In fulfilling our responsibility to conduct an independent review of the weight of the evidence (see CPL 470.15[5] ; People v. Danielson, 9 N.Y.3d 342, 849 N.Y.S.2d 480, 880 N.E.2d 1 ), we nevertheless accord great deference to the jury's opportunity to view the witnesses, hear the testimony, and observe demeanor (see People v. Bleakley, 69 N.Y.2d 490, 495, 515 N.Y.S.2d 761, 508 N.E.2d 672 ). Upon reviewing the record here, we are satisfied that the verdict of guilt was not against the weight of the evidence (see People v. Romero, 7 N.Y.3d 633, 826 N.Y.S.2d 163, 859 N.E.2d 902 ).

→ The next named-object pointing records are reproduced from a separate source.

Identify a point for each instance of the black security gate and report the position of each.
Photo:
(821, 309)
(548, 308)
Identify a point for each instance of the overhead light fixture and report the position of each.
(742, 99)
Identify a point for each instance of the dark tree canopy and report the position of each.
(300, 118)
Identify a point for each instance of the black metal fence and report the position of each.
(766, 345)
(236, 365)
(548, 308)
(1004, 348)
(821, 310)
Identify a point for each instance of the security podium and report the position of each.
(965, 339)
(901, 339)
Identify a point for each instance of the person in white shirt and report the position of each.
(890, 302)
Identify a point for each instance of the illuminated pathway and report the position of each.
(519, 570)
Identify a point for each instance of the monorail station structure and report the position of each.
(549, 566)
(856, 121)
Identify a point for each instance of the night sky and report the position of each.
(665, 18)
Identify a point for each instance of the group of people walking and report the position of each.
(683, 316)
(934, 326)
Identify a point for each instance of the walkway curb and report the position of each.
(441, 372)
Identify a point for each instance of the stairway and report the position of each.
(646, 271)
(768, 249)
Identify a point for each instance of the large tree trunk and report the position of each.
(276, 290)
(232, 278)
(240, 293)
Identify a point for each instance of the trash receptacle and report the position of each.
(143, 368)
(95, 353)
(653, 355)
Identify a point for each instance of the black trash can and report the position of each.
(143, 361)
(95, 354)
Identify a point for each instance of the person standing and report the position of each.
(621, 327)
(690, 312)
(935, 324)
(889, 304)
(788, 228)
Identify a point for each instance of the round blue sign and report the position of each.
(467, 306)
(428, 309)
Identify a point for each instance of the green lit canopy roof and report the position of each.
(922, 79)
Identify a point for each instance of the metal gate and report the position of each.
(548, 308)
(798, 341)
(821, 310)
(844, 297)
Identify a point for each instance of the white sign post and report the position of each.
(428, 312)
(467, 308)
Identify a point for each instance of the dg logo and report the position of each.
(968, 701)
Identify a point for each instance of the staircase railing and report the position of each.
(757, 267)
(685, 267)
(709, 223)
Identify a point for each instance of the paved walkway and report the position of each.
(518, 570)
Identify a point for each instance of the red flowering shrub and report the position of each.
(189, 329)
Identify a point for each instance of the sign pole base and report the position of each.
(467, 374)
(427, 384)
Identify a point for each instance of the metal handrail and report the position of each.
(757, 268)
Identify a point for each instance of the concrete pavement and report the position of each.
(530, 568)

The defendant's contention that he was deprived of the effective assistance of counsel is without merit. To prevail on a claim of ineffective assistance of counsel, the defendant must demonstrate "the absence of strategic or other legitimate explanations" for counsel's allegedly ineffective representation ( People v. Rivera, 71 N.Y.2d 705, 709, 530 N.Y.S.2d 52, 525 N.E.2d 698 ; see People v. Thompson, 173 A.D.3d 1068, 1069, 103 N.Y.S.3d 520 ). The failure of defense counsel to request that the jury be charged with the lesser included offense of attempted assault in the first degree, where such charge was unsupported by the evidence and contradictory to the theory of defense argued in summation, did not constitute ineffective assistance of counsel (see People v. Moore, 66 A.D.3d 707, 711, 886 N.Y.S.2d 468, affd 15 N.Y.3d 811, 908 N.Y.S.2d 146, 934 N.E.2d 879 ). Notably, the lesser included offense of assault in the second degree ( Penal Law § 120.05[2] ) was submitted to the jury, which nevertheless found the defendant guilty of assault in the first degree. Viewing the record in its totality, the defendant was afforded meaningful representation (see People v. Benevento, 91 N.Y.2d 708, 674 N.Y.S.2d 629, 697 N.E.2d 584 ; People v. Baldi, 54 N.Y.2d 137, 444 N.Y.S.2d 893, 429 N.E.2d 400 ).
The sentence imposed was not excessive (see People v. Suitte, 90 A.D.2d 80, 455 N.Y.S.2d 675 ).
RIVERA, J.P., MALTESE, CONNOLLY and BRATHWAITE NELSON, JJ., concur.